SGK dolandırıcılığıyla yenidoğan bebeklerin ölümüne neden olan “yenidoğan çetesi”nin yargılandığı Bakırköy Adliyesi önünde Saadet Öğretmen Çocuk İstismarı ile Mücadele Derneği (UCİM), Halkın Kurtuluşu Partisi (HKP) ve İstanbul Kadın Meclisi bir araya geldiler.
“Türkiye’nin Tarihinde Bebekler Göz Dikildi”
Saadet Öğretmen Çocuk İstismarı ile Mücadele Derneği (UCİM) tarafından yapılan açıklamada şu ifadelere yer verildi:
“Türkiye tarihinde bebeklerimize göz dikildiğini hiç görmemiştik. Küçücük çocukların ciğerlerini yok ettiler, onların kanını aldılar ve yaşayacak çocuklarımızın hayatına göz dikip onları öldürdüler. Bugün UCİM 16 avukatıyla davada müdahillik talep edecek. Mahkeme heyetine sesleniyoruz: Müdahale taleplerimizi lütfen kabul edin. Biz davaya bir gün değil, her celsede o bebeklerin yanında olacağız.”
Halkın Kurtuluş Partisi (HKP) açıklamasında yenidoğan çetesinin AKP iktidarının özelleştirme politikaları sonucunda oluştuğu savunularak, “Bu vahim olay yalnızca İstanbul’la ya da sadece yenidoğan üniteleriyle sınırlı kalmamıştır.
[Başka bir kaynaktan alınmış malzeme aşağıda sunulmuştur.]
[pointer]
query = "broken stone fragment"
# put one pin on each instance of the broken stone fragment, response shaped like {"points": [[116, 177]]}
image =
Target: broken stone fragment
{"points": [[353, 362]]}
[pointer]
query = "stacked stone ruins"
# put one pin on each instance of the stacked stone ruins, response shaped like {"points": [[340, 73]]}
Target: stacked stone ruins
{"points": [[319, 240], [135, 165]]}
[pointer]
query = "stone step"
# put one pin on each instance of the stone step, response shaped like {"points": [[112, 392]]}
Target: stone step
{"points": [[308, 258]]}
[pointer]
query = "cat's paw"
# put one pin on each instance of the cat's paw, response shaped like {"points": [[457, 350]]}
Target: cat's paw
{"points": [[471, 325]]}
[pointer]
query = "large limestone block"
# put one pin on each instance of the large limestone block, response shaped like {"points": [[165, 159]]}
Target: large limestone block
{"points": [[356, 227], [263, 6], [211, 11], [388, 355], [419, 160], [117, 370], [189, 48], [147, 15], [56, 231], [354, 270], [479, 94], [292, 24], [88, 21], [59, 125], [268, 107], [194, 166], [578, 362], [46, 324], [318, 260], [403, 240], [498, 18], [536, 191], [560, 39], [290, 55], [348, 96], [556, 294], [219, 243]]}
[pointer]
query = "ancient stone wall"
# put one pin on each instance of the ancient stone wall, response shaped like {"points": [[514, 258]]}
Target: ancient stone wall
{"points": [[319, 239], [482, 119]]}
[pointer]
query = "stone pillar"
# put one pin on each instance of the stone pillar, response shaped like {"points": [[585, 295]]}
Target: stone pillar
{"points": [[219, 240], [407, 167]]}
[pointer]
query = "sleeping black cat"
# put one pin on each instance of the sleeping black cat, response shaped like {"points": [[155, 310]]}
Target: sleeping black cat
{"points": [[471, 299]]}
Tek bir olay değildir. Oysa sağlık ve eğitim temel insan haklarıdır. Onu, gözünü kar hırsı bürümüş kişilerin eline vermek, hele de din kisvesi altında dünya menfaati sağlamak için her yolu mübah gören AKP gillerin insafına bırakmak bu akıl alınamayacak trajedilerin yaşanılmasını kaçınılmaz hale getirmiştir” denildi.
“Sorun Siyasi İktidarda”
İstanbul Kadın Meclisi açıklamasında ise şu ifadeler yer aldı:
“Bu davada, bu bebeklerin ölümünden her kim sorumluysa biz onların gereken cezayı alması için mücadele edeceğiz. Ama tek sorumlunun onlar olduğunu düşünmek büyük bir hata olur. Sorumlu sağlığın bir kamu hizmeti olması gerekirken, onu bir sektöre dönüştürenlerdedir. Sağlık en temel insan hakkıyken, sağlığı bize parayla satanlardadır. Sorun, bu iktisadi düzenin kendisindedir. Sorun, her yeri özel hastanelerle dolduran, özel hastaneleri teşvik eden ve bir de bu özel hastanelerin yükünü emekçi halkın sırtına yükleyenlerdedir. Sorun bu siyasi iktidarındadır.”